Things are murky in my head, and were from the moment this guy leered at me and said what he said. For all I know, I heard wrong--he was speaking quietly. But he was also looking at me funny, and I really think he said something not nice to me. Whether or not he said what I think he said, I felt violated by the way he was looking and speaking to me. It was a dirty, disgusting feeling, and let me assure you, I'm not the kind of girl that normally gets lots of male attention, good or bad, so it was a new feeling. It was repulsive, actually, and not flattering at all. I hated it. There is one thing I am omitting here, and it makes me feel quivery to even mention it, and it's the reason I didn't want Sam to tell someone, and it's the reason I didn't want to tell someone: the guy was African-American. It doesn't change the leer or what I thought I heard, but I didn't want to get someone in trouble if I wasn't exactly sure, and I didn't want to appear racist, either. What if he was just asking about the donut? (I realize that isn't exactly the most feasible possibility. How many times do strangers ask you for food? Unless they're homeless, and if I had to guess, I'd say no way this guy was. He was nicely dressed and looked clean and shiny and well fed.) Either way, I'm almost 100% sure that I'd be less reluctant to make some sort of accusation about this person if he had been white. I don't know if that's some sort of fucked up racism, but I so didn't want him to be saying what he was saying, and I so didn't want to have to be a white girl accusing a black man of something. Especially if he didn't do it.
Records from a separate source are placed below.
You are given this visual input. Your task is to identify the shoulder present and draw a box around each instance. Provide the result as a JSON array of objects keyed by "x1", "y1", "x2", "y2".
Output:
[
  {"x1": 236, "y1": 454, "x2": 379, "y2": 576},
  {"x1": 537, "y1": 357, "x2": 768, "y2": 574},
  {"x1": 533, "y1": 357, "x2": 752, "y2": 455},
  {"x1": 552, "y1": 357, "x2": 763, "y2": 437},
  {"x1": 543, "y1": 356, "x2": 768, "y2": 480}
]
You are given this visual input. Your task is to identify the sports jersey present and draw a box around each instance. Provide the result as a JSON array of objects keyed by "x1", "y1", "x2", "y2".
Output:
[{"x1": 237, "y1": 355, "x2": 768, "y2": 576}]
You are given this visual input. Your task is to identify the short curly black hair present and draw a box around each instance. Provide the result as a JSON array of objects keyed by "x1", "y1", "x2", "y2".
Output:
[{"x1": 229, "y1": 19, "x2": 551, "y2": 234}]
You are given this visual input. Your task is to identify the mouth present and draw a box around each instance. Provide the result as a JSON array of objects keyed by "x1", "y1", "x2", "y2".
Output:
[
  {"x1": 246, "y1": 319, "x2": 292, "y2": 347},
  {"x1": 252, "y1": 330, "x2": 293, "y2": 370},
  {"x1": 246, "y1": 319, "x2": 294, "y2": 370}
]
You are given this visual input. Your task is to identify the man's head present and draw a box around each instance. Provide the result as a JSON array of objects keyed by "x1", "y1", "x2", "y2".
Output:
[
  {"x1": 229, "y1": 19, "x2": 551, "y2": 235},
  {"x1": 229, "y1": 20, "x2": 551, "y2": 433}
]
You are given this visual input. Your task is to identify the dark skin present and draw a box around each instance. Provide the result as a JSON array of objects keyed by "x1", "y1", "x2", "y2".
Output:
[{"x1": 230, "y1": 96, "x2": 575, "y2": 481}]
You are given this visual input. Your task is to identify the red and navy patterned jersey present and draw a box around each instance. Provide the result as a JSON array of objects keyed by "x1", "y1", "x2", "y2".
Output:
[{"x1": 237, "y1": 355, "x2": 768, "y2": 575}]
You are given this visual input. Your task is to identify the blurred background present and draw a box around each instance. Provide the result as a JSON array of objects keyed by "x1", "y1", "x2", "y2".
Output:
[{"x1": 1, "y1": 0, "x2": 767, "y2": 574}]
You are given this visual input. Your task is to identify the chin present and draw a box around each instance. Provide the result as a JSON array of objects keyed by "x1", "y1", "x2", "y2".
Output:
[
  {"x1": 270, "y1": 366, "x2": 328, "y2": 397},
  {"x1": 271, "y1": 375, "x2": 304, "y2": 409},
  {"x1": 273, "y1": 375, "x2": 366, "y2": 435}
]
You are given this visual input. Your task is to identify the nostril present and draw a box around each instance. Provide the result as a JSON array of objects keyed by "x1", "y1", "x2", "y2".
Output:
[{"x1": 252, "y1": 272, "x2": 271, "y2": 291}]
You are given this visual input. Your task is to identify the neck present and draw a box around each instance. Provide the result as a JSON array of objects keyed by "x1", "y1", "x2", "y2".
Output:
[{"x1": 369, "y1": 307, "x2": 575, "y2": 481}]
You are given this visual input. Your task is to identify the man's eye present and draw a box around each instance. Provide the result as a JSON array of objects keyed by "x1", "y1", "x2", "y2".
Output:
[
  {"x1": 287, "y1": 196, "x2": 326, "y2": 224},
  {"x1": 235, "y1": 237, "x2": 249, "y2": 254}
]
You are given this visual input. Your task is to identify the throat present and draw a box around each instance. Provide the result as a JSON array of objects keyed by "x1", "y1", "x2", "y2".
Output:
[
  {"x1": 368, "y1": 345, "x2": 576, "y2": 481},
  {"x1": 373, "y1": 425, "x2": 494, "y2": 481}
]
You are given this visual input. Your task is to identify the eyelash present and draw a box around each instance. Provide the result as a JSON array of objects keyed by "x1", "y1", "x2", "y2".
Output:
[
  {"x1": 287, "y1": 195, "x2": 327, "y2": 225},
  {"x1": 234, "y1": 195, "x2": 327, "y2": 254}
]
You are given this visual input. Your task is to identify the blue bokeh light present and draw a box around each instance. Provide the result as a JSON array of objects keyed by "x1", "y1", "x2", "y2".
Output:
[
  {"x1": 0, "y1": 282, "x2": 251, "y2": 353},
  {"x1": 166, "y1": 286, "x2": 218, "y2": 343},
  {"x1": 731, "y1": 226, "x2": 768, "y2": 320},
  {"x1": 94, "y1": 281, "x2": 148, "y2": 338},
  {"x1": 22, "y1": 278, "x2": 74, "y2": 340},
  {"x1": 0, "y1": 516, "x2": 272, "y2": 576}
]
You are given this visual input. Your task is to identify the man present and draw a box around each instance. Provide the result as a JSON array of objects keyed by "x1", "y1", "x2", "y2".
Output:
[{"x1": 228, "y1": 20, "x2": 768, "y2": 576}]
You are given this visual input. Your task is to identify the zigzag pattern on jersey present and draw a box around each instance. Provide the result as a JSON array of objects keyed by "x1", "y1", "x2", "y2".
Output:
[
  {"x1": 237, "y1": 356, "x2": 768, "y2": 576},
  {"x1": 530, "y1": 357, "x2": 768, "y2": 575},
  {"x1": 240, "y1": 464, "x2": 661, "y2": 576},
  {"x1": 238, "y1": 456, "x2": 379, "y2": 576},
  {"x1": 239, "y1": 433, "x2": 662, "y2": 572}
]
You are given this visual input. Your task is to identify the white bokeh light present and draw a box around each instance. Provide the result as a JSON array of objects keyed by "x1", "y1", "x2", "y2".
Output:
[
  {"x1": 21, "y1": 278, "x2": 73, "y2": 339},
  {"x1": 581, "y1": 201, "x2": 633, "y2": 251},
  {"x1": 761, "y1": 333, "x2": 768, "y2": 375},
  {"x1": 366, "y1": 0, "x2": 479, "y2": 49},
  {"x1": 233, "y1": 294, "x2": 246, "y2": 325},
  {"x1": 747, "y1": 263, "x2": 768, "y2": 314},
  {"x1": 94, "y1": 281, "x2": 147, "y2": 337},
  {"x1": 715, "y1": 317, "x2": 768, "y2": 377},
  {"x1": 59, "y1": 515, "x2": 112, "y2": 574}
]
I don't think about race very often, because I don't have to. I know that's what we call privilege, and it's nice and tidy for me to say this. But the incident in the bookstore became less about sexism and harrassment (which is really what it primarily was about; no one should be able to get away with speaking to a woman so basely) and more about race the more I thought about it. And that gives me the willies. I'm mad that someone felt they could do that, I'm mad that I got scared and cowered in a corner until my boyfriend came, and I'm mad that I didn't want to tell someone what happened because of the skin colors involved. I'm mad at the entire situation, from front to back. It was a bad cap to a really bad day.
LIke I said, it's all very murky and muddled in my head. I'm still not sure I did the right thing by letting Sam tell one of the managers to keep an eye out. I'm still not sure I shouldn't have done it myself. There's no clear answers here, at least for me.
I'm so sorry that this happened to you. It sucks when someone catches you off guard and makes you feel unsafe. Although, I have to say, I think you were right to trust your instincts and get away from that guy. I don't think you were responding to his skin color. I think if some white guy (or asian, latino, or any other ethnicity) said that to you and looked at you like you said this guy did, you would have felt the same way. I don't know if that would have made you tell someone or not, but I don't think his race is what made you feel unsafe. You're smarter than that. The fact that it occurs to you to look into whether or not you were responding to a threat to your personal safety, or whether the threat was percieved because of his race, tells me that you were NOT uncomfortable because of his race, but because of his general pervy-ness. Personally, after being in Rome, where I was accosted a couple of times (I don't frequently get that sort of attention here usually), I am always sort of leary of loner guys who ask me for something. They might be asking for directions, or the time - something completely innocent - but if they are alone and they are asking me while I'm alone, I'm always on high alert.
It sounds to me like this particular guy was a skeevy asshole, regardless of his color.